– Мы видели девушку, которая его любит, – добавил Ливий. – Она молода, она красива. И я думаю, у нее есть силы, из-за которых в будущем Инструментарий вознесет ее либо уничтожит.
– Они оба делали музыку, – сказал Флавий, – при помощи того куска конгогелия. И этот человек или бог – этот новый Эхнатон, как бы вы ни пожелали его назвать, мой лорд, – он танцевал странный танец. Как будто к трупу привязали веревки и заставили плясать подобно марионетке. На окружавших его людей этот танец оказывал такой же эффект, как лучший гипноз. Теперь я робот, но он встревожил даже меня.
– У этого танца было название? – спросил Сто Один.
– Названия я не знаю, – ответил Флавий, – но я запомнил песню, поскольку у меня фотографическая память. Желаете послушать?

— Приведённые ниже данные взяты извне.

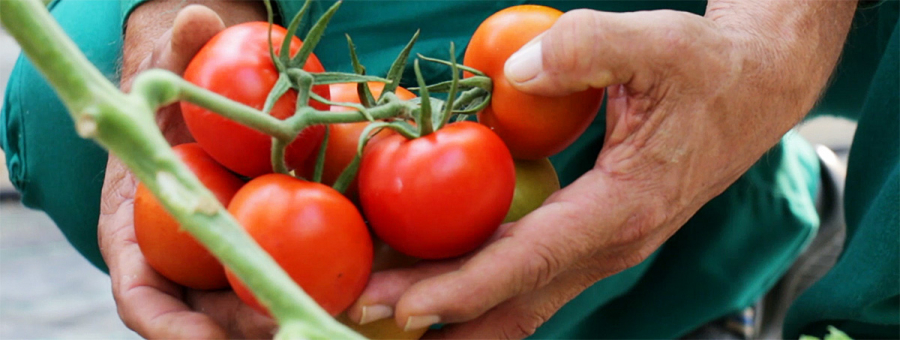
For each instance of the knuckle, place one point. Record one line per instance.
(542, 267)
(641, 224)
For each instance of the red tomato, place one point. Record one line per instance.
(313, 232)
(438, 196)
(343, 138)
(236, 64)
(171, 251)
(533, 127)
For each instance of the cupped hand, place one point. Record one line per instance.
(693, 102)
(148, 303)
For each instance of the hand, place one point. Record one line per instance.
(148, 303)
(693, 102)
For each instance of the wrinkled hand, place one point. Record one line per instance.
(148, 303)
(693, 102)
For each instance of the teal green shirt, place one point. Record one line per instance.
(722, 260)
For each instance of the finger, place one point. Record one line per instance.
(386, 287)
(521, 316)
(575, 223)
(147, 303)
(193, 27)
(588, 49)
(227, 309)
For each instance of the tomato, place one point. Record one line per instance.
(382, 329)
(385, 258)
(532, 126)
(438, 196)
(343, 138)
(535, 181)
(171, 251)
(236, 64)
(313, 232)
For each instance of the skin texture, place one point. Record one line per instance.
(532, 126)
(149, 304)
(693, 103)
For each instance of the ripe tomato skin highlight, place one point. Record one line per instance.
(532, 126)
(168, 249)
(343, 138)
(313, 232)
(438, 196)
(236, 64)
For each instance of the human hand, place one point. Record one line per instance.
(148, 303)
(693, 102)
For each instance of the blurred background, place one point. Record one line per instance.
(47, 290)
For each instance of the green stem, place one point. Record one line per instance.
(425, 123)
(163, 87)
(278, 147)
(125, 125)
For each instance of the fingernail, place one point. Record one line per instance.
(374, 313)
(419, 322)
(525, 64)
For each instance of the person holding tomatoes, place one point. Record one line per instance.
(683, 201)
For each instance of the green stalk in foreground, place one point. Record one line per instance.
(125, 125)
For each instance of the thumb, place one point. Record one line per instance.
(193, 27)
(583, 49)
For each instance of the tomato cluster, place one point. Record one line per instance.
(440, 195)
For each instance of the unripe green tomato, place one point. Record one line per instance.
(535, 181)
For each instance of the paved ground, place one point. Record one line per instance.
(47, 290)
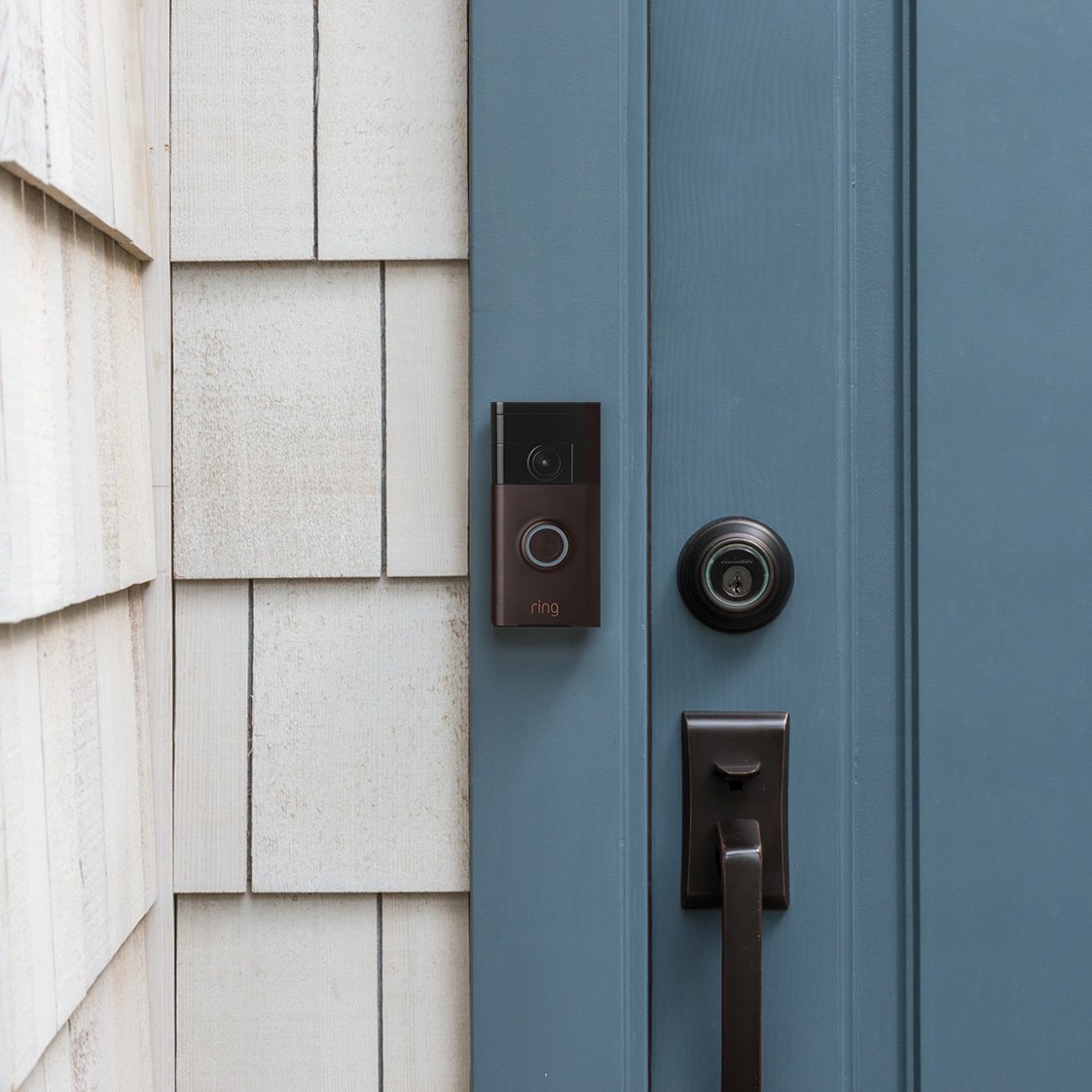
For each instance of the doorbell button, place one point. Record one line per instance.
(545, 545)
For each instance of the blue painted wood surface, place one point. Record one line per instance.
(1004, 534)
(558, 717)
(778, 367)
(896, 410)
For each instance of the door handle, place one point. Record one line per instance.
(740, 855)
(735, 856)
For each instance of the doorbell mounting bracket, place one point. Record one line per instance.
(546, 513)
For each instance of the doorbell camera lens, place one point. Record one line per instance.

– Определенно, – сказал лорд Сто Один.
Флавий встал на одну ногу, вытянул руки под странными, немыслимыми углами и запел высоким, оскорбительным тенором, который одновременно завораживал и отталкивал:
Прыгайте, милые люди, а я порыдаю по вам.
Прыгайте и рыдайте, а я поплачу по вам.
Я плачу, потому что я плачущий человек.
Я плачущий человек, потому что я плачу.
Я плачу, потому что кончен день,
На солнце тень,
Умер свет,
Времен нет.
Мертв отец.
Мир – венец,
Дню конец,
Облака низко,
Звезды близко,
Пламя гор,
Жар дождя,
Синий зной.
Мне конец,
И вам со мной.
Прыгайте, милые люди, за рыдающего человека.
Скачите, милые люди, за плачущего человека.
Я плачущий человек, потому что плачу по вам!
– Достаточно, – произнес лорд Сто Один.
Флавий отдал честь. Его лицо вновь стало приветливо-невозмутимым. Прежде чем взяться за передние концы шестов, он посмотрел назад и отпустил последнее замечание:
– Стихотворение написано строкой Скелтона.
– Хватит с меня вашей истории. Отнесите меня туда.
Роботы повиновались. Вскоре паланкин ловко запрыгал вниз по пандусам останков древнего города, который раскинулся под Землепортом, чудесной башней, что словно касалась слоисто-кучевых облаков в синей, прозрачной пустоте над человечеством. Сто Один уснул в своем странном транспортном средстве и не замечал, что многие люди-прохожие таращились на него.
Время от времени лорд Сто Один просыпался в незнакомых местах, пока легионеры уносили его все глубже и глубже в бездну под городом, где сладкие давления и теплые, тошнотворные запахи заставляли сам воздух казаться грязным.
– Стойте! – прошептал лорд Сто Один, и роботы остановились.
– Кто я? – спросил он у них.
– Вы изъявили желание умереть, мой лорд, – ответил Флавий, – через семьдесят семь дней, но пока вас по-прежнему зовут лорд Сто Один.
– Я жив? – спросил лорд.
– Да, – ответили оба робота.
– Вы мертвы?
– Мы не мертвы. Мы машины, несущие записи разумов людей, что когда-то жили. Хотите повернуть назад, мой лорд?
– Нет, нет. Теперь я вспомнил. Вы роботы. Ливий, психиатр и генерал, и Флавий, тайный историк. У вас человеческий разум, но вы не люди?
– Верно, мой лорд, – сказал Флавий.
– В таком случае как я могу быть живым – я, Сто Один?
– Вы сами должны это чувствовать, сэр, – ответил Ливий, – хотя разум стариков иногда ведет себя очень странно.
– Как я могу быть живым? – повторил Сто Один, оглядывая город. – Как я могу быть живым, когда знавшие меня люди мертвы? Они пронеслись по коридорам, подобно дымным призракам, обрывкам облаков; они были здесь, и любили меня, и знали, а теперь они мертвы. Возьмем мою жену, Эйлин. Она была красоткой, кареглазым ребенком, который вышел из обучающей камеры совершенным и юным. Время коснулось ее – и она танцевала под его мелодию. Ее тело располнело и состарилось. Мы его подправили. Но, в конце концов, смерть скрутила ее, и она отправилась туда, куда теперь собираюсь я. Раз вы мертвы, значит, можете рассказать, на что похожа смерть, где тела, и разумы, и голоса, и музыка мужчин и женщин проносятся по этим огромным коридорам, этим жестким мостовым – а затем исчезают. Как могли мимолетные призраки вроде меня и мне подобных, каждому из которых отведено лишь несколько десятков или сотен лет, прежде чем могучие слепые ветра времени унесут нас прочь, – как могли фантомы вроде меня создать этот крепкий город, эти чудесные машины, эти яркие огни, что никогда не меркнут? Как мы это сотворили, если уходим столь быстро, каждый из нас, все мы? Вы знаете?